IRAQ: General denies being influenced in war crimes cases
Under questioning from Chessani's defense attorney, Gen. James Mattis (pictured) said he was never contacted by anyone from the Pentagon, Congress, the secretary of the Navy's office or Marine headquarters about the Haditha case.
Mattis said he was unconcerned that he might be criticized in the press for his handling of the case.
"I've already been drawn and quartered in enough newspaper articles that I was uninterested in that sort of thing," he said at a motions hearing for Chessani.
Chessani, who was the battalion commander, is charged with dereliction of duty for not ordering a more thorough examination after the Nov. 19, 2005, killings. The military started an investigation only after an expose in Time magazine.

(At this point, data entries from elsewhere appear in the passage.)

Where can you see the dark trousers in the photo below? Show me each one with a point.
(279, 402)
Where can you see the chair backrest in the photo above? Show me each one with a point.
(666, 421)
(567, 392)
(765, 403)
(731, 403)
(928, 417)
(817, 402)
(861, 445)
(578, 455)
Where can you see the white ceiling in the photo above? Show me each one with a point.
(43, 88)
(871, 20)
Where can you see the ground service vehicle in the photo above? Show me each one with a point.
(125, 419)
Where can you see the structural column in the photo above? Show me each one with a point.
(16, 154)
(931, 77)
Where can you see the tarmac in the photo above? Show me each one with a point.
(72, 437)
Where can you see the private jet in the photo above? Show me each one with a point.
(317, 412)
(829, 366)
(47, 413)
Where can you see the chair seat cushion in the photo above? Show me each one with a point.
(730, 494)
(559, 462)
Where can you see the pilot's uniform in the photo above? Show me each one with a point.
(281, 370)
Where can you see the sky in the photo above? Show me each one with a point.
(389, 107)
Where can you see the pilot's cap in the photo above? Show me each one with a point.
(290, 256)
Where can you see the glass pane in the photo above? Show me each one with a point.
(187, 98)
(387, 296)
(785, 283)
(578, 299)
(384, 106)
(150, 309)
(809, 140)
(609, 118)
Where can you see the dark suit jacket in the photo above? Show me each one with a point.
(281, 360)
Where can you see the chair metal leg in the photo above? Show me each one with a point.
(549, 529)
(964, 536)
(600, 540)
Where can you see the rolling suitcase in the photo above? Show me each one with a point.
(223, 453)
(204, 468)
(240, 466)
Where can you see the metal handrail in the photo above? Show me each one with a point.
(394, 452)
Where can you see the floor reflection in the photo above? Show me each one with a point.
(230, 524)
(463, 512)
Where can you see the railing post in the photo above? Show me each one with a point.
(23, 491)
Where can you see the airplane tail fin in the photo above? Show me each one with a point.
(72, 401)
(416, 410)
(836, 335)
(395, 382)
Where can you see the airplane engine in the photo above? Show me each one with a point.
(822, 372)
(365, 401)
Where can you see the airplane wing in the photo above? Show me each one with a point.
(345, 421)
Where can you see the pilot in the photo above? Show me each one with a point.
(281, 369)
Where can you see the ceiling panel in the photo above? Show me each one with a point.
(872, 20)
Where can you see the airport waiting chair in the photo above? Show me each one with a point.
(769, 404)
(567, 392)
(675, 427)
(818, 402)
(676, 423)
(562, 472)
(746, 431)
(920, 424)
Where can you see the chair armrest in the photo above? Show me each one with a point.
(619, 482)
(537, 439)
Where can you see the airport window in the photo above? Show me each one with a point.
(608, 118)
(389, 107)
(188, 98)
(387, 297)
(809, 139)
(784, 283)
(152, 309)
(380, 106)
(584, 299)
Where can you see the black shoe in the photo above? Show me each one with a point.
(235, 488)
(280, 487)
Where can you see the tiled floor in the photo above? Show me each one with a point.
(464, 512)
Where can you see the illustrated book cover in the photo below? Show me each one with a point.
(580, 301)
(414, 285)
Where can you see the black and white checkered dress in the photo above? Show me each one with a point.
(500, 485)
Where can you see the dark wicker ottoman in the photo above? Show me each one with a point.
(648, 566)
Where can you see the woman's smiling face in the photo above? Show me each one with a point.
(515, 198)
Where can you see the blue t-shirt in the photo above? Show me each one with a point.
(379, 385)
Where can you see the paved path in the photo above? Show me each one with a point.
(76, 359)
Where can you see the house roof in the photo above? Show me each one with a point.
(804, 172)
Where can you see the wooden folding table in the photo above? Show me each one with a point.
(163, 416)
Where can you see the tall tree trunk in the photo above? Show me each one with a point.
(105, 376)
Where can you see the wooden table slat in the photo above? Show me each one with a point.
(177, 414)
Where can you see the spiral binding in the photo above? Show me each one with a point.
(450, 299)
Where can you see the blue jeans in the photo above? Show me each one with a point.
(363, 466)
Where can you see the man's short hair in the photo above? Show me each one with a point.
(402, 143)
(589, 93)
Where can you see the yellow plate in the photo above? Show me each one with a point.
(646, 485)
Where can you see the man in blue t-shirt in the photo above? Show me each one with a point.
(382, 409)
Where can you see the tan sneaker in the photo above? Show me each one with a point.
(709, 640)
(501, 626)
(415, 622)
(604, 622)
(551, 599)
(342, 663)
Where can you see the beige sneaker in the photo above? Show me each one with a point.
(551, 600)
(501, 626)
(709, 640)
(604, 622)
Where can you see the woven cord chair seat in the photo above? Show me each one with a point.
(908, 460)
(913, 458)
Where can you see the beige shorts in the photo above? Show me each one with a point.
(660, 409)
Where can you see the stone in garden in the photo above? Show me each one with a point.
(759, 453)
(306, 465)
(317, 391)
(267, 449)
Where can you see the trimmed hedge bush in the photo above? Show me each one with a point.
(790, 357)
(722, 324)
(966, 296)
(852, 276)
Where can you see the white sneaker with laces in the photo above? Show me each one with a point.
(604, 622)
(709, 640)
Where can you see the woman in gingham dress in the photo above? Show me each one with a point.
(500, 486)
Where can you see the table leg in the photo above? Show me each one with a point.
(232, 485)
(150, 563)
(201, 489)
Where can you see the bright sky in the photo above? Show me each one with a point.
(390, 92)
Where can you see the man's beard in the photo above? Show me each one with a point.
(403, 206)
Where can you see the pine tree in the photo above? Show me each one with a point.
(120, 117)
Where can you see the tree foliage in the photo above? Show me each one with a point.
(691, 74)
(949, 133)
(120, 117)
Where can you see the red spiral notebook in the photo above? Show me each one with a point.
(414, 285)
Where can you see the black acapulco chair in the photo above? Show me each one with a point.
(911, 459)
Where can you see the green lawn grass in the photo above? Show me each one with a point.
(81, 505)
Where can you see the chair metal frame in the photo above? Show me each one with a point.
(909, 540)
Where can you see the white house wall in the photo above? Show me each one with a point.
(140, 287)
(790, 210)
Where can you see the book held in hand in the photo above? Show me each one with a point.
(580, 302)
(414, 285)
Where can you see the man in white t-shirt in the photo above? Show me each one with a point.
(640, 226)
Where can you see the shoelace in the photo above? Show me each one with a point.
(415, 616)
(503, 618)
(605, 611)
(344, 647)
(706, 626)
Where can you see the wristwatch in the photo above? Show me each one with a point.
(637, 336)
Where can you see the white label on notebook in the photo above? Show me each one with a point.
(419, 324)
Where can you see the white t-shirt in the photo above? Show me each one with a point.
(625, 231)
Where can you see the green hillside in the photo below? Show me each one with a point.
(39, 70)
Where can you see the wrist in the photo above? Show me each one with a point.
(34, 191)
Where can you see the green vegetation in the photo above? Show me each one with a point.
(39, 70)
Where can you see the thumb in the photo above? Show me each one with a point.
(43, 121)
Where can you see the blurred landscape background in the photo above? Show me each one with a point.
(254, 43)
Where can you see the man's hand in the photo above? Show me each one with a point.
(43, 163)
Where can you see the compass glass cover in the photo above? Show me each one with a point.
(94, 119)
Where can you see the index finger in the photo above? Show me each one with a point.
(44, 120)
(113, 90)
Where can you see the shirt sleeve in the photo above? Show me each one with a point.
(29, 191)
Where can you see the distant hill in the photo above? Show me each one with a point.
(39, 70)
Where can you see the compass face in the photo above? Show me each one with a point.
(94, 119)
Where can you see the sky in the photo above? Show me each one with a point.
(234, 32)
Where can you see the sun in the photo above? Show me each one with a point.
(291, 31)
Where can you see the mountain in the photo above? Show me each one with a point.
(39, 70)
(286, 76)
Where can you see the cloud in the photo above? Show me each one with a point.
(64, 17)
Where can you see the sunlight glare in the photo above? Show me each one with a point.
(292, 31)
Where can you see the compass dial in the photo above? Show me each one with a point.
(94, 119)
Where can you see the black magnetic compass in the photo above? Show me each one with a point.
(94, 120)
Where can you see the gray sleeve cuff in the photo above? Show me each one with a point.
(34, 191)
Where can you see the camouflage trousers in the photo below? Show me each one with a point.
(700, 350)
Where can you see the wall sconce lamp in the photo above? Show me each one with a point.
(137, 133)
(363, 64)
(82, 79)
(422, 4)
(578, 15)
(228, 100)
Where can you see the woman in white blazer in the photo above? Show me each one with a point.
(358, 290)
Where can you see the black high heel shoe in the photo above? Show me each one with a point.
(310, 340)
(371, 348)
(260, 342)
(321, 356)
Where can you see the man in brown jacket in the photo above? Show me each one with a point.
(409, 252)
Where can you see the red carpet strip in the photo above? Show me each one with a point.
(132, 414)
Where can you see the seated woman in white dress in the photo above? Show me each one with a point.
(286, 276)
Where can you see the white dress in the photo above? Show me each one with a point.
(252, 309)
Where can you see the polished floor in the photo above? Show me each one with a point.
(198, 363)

Defense lawyers want the case dropped because of "undue command influence" -- arguing, in effect, that Mattis was pressured into bringing charges to mollify critics of the Iraq war in Congress and the press.
Col. Steven Folsom, the trial judge, delayed making a decision until later in the week. Chessani's trial is set to begin June 16 at Camp Pendleton. He is the highest-ranking Marine to face charges of misconduct in Iraq or Afghanistan.
Under questioning from defense attorney Robert Muise, Mattis also denied there was anything improper about permitting a Marine lawyer involved in the initial investigation into the Haditha killings to attend meetings in his office where the case was discussed before the preliminary hearing.
The lawyer, Col. John Ewers, attended the meetings because he was involved in other cases and never spoke about the Haditha case, Mattis testified. Ewers, following Mattis on the stand, said the same thing.
Mattis was commanding general of the Marine Forces Central Command when he brought charges in late 2006 against Chessani and seven other Marines. He is now commander of a joint forces command and also NATO supreme allied commander for transformation.
Mattis testified that he spent more time on the Haditha case than any other matter during his tenure as c.g. of Marine Forces Central Command, including reading 9,000 pages from a Naval Criminal Investigative Service report.
"I did not make any decision where I did not feel I had intellectual dominance over the material," he said.